Multi-Currency Fundamental Analysis for 27 July 2009

 By William Doody

U.S. Dollar
We expect continued pressure against the Dollar so long as corporate earnings and economic data point towards an eventual recovery towards the end of 2009. Improved economic fortunes will lead currency traders to unwind their “safe-haven” positions in the Dollar. Meanwhile, the Federal Reserve has indicated that they expect to maintain extremely low interest rates for the foreseeable future, a position which will make Dollar investments less attractive and which may eventually lead to damaging inflationary forces.

In the short term, Dollar trade will be influenced by several economic releases due this week. On Monday, the Federal Reserve Bank of Dallas reports on manufacturing activity, while on Tuesday, consumer confidence figures will be released. Wednesday, will be a key day, as the highly followed durable goods data is announced and the Federal Reserve’s “Beige Book” of economic data is released. Friday will also be an important day, as data on personal consumption and Q2 GDP are announced. So long as there are no unexpected negative surprises in these releases, we expect the Dollar to maintain a gradually negative trajectory. Any indication of weakness in the pace of economic recovery, however, and the Dollar can be expected to rally sharply.

EU Euro
Like the Dollar, the Euro is dependent on economic releases. Continued Euro strength will require concrete data to support the belief that the Euro-zone economy is staging a recovery, especially in key drivers Germany and France. Weak data would be an obvious negative for the Euro, in particular any weakness derived from those two leading countries.

The week ahead will see several important economic releases. German consumer confidence will be announced on Monday and the German Consumer Price Index will be announced on Wednesday. On Thursday, German unemployment figures will be released along with Euro-zone consumer confidence data. Finally, on Friday, the Euro-zone Consumer Price Index will be announced. Again, should any of these results call into question the slight economic recovery that appears to be underway, we expect the Euro to sell-off sharply. Provided all of the data is in-line, we would expect the Euro to maintain an upwards bias over the next several weeks.

British Pound
Of the major economies, Great Britain is clearly in the most perilous condition and, on a fundamental level, the Pound ought to be the weakest of the major currencies. While the Pound has maintain relative stability in recent weeks, especially against the Dollar, the latest economic data suggests that this trend will not last much longer. GDP data for the 2nd quarter revealed a 0.8% contraction, more than twice the rate that economists had expected. It seems increasingly likely that the Bank of England will be forced to revisit their recent decision to keep monetary policy stable and, instead, to consider the possibility of additional quantitative easing. Such a move would be certain to have negative consequences for the Pound.

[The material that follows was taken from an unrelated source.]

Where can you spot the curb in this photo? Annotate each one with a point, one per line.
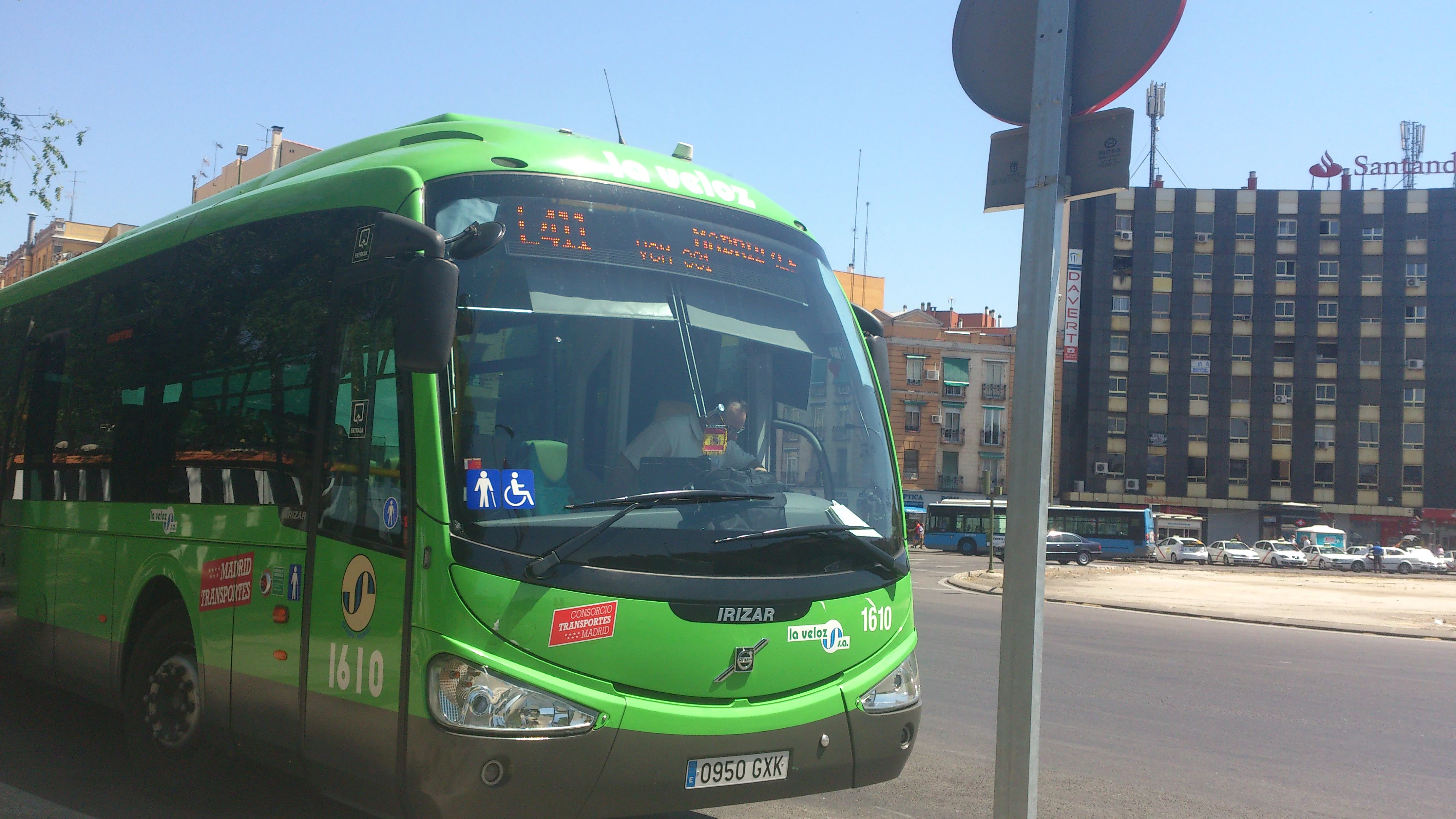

Over the next several days, there will be a number of releases providing data on the state of the housing market in Britain. Economists’ forecasts are almost universally glum, but the hope is that the data will suggest a bottoming process is at least underway. If, instead, the data indicate further deterioration in housing prices or mortgage rates, then the Pound can be expected to decline quite sharply. On Thursday, U.K. consumer confidence results will be announced and, again, expectations are quite pessimistic. Still, for the Pound to maintain its recent levels, the results cannot come in worse than the previous month.

Japanese Yen
In recent weeks, the Yen has traded almost directly inverse to the major equity markets, serving as little more than a “safe-haven” trade for currency investors. The Japanese economy remains relatively stagnant, as it has been for more than a decade. Meanwhile, diminished risk appetite has removed the “carry trade” of shorting the Yen and buying commodity currencies from most traders’ playbook. Thus, the Yen has moved in a straightforward fashion – up when equities decline and down when equities advance.

Looking ahead, we see no fundamental catalyst to change the Yen’s behavior versus major currencies. The pace of economic recovery in Japan will clearly be slower than that of the other major economies, as recent data from Japanese exporters demonstrates. More than a decade of super-low interest rates has made investing in the Yen for its own merits a thankless proposition. We see little reason to buy the Yen, unless traders feel pessimistic about the prospects for economic recovery.